“Lou, the valley looks exactly as I hoped it would!” Penny went on eagerly. “It has a dreamy, drowsy atmosphere, just as Irving described the Sleepy Hollow of legend!”
Louise bent to drink of the spring again. She sponged her hot face with a dampened handkerchief. Pulling off shoes and stockings, she let the cool water trickle over her bare feet.
“According to legend, the valley and its inhabitants were bewitched,” Penny rambled on. “Why, the Indians considered these hills as the abode of Spirits. Sometimes the Spirits took mischievous delight in wreaking trouble upon the villagers—”
Penny’s voice trailed off. From far down the hillside came the faint thud of hoofbeats. The girl’s attention became fixed upon a moving horseman on the road below.

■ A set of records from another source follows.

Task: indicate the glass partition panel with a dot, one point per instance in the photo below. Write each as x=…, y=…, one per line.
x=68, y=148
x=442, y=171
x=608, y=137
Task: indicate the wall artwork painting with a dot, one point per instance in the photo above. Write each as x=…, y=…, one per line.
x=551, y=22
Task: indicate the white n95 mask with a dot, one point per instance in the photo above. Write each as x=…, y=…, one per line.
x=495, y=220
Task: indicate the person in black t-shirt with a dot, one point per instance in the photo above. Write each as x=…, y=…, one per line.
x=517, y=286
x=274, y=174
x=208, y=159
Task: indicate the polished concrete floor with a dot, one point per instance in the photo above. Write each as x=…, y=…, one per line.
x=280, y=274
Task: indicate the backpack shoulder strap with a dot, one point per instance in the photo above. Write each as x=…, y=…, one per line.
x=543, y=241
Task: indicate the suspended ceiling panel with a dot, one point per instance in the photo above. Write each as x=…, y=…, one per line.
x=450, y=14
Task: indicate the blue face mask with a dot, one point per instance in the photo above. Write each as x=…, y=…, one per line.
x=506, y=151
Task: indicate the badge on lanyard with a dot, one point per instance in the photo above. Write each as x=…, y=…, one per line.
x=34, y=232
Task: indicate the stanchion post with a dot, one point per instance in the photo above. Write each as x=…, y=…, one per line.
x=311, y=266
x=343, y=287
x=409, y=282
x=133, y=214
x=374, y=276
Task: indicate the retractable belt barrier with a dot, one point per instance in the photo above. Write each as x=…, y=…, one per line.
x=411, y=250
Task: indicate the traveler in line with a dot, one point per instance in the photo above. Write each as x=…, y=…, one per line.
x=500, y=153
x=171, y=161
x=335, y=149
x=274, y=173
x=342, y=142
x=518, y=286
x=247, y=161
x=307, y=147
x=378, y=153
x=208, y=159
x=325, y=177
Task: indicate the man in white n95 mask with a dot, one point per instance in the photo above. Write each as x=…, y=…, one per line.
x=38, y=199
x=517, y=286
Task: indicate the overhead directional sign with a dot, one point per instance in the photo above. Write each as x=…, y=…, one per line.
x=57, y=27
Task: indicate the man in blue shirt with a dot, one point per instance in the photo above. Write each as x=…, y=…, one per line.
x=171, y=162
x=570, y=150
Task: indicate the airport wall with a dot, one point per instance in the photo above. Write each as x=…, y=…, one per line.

“Now what?” inquired Louise impatiently. “Don’t try to tell me you’ve seen the Headless Horseman already?”
“I’ve certainly seen a horseman! My, can that fellow ride!”
Louise picked up her shoes and hobbled over the stones to the trail’s end. Through a gap in the trees she gazed down upon a winding turnpike fringed on either side with an old-fashioned rail fence. A horseman, mounted on a roan mare, rode bareback at a full run. As the girls watched in admiration, the mare took the low fence in one magnificent leap and crashed out of sight through the trees.
“You’re right, Penny,” Louise acknowledged. “What wouldn’t I give to be able to ride like that! One of the villagers, I suppose.”
The hoofbeats rapidly died away. Louise turned wearily around, intending to remount her horse. She stared in astonishment. Where the mare had grazed, there now was only trampled grass.
“Where’s my horse?” she demanded. “Where’s White Foot?”